L'espace devant les spectateurs est opaque comme une chambre noire. Deux visages, ceux d'une femme (Céline Bonnier) et d'un homme (Paul Savoie), chacun multiplié par six, suspendus tels douze masques mortuaires dans cet environnement oppressant. Soudain, ils s'animent. Pour dire leur angoisse. Une fois de plus ou une dernière fois.

Dix ans après sa création, Les aveugles, «fantasmagorie technologique» de Denis Marleau et Stéphanie Jasmin sur un texte de Maeterlinck, n'a rien perdu de sa singularité. En raison de sa forme et du questionnement qui l'a motivée: la présence physique de l'acteur est-elle nécessaire à la représentation théâtrale?

Maeterlinck estimait que l'acteur son corps et sa personnalité prenait trop de place au théâtre. UBU les a réduits à l'essentiel: des visages projetés sur des masques. Des âmes presque mortes, au regard d'un vide troublant. Certaines prient dans le noir de la forêt. D'autres s'inquiètent de plus en plus de la disparition soudaine de leur guide. Qui ne reviendra pas.

Des angoisses de ces êtres ou ces âmes abandonnés, avançant vers la mort ou l'attendant dans le noir, UBU fait une saisissante métaphore de la condition humaine. Deux visages suffisent amplement à représenter le genre humain, à induire ce sentiment d'identification si nécessaire au théâtre. Or, il reste que l'acteur, même ici, continue de jouer un rôle capital.

Le caractère profondément troublant de cette installation théâtrale tient moins à sa formidable esthétique visuelle qu'à son traitement sonore.
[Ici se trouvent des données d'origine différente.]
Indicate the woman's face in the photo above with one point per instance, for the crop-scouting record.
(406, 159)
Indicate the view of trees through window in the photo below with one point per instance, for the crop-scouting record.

La distance que l'oeil perçoit, l'oreille l'efface. Les voix et les interprétations de Céline Bonnier et de Paul Savoie sonnent si vraies, si justes, si proches, qu'elles suffisent à créer l'illusion d'une présence humaine.

Et c'est peut-être là le génie de Denis Marleau et de Stéphanie Jasmin: ils ont tiré le maximum de l'outillage technologique à leur disposition et extirpé ce qu'il y a de plus humain dans l'humain. Son angoisse existentielle, transformée ici en une palpitation inquiétante, expérience à la fois physique et esthétique raffinée.

Les aveugles, jusqu'au 11 mars au Musée d'art contemporain. En français, en anglais ou en espagnol (vérifiez l'horaire).